DM: The viral videos of federal agents killing Renee Good and Alex Pretti have disturbed and awakened many Americans. The activism in Minneapolis is encouraging. Still, there are Americans locked into the “It can’t happen here” mentality. What should they understand about how quickly and severely this situation can turn deadly?
ALH: When I wrote my book, many people didn’t believe “it”—political violence, civil war, authoritarianism, and even genocide—“can happen here.” My book demonstrates a long history of such events here. But the exceptionalist “it can’t happen here” mentality, while present in some quarters, is not nearly as widespread in Trump 2.0. The January 6 insurrection is one reason. So too is the extraordinary division they see everywhere, including at the family dinner table and holiday gatherings. The bottom-line reality we all must bear in mind is that it has happened here, and it can happen again. That’s the first step to making sure it doesn’t happen in Trump 2.0. In a phrase, “No Kings.”
DM: For the people who do understand the danger but feel powerless to contribute, what would you recommend? Through your studies of violent, dictatorial regimes, what forms of defiance and solidarity are most effective?
ALH: First, and to reiterate a comment I made earlier, people should keep in mind that they share far more with people on the other side of the political aisle than they realize. Many studies underscore this point. It’s a longer story, but there is a very real way people are being manipulated by politicians, influencers, and corporations that profit from toxic polarization. No one, left or right, wants to be manipulated. And second, there are many ways in which people can act. People working in the nonviolent civil resistance space have detailed hundreds of things people can do.

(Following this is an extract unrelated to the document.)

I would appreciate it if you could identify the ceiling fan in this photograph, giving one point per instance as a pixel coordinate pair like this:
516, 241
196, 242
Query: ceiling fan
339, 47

In U.S. history, for example, civil rights activists used tactics ranging from the Freedom Rider bus rides to marches in places like Selma, Alabama. Today, the No Kings protest may be the best-known form of left-wing protest. But activists are using dozens of other nonviolent civil resistance tactics in places like Minneapolis: economic boycotts, whistle-blowing, banging pots and pans, honking horns, creating mutual aid networks, and so forth. To get started and get a sense for the scale of the possible actions, look up Gene Sharp’s “198 Methods of Nonviolent Action” or, for a broader perspective, the website of the International Center on Nonviolent Conflict.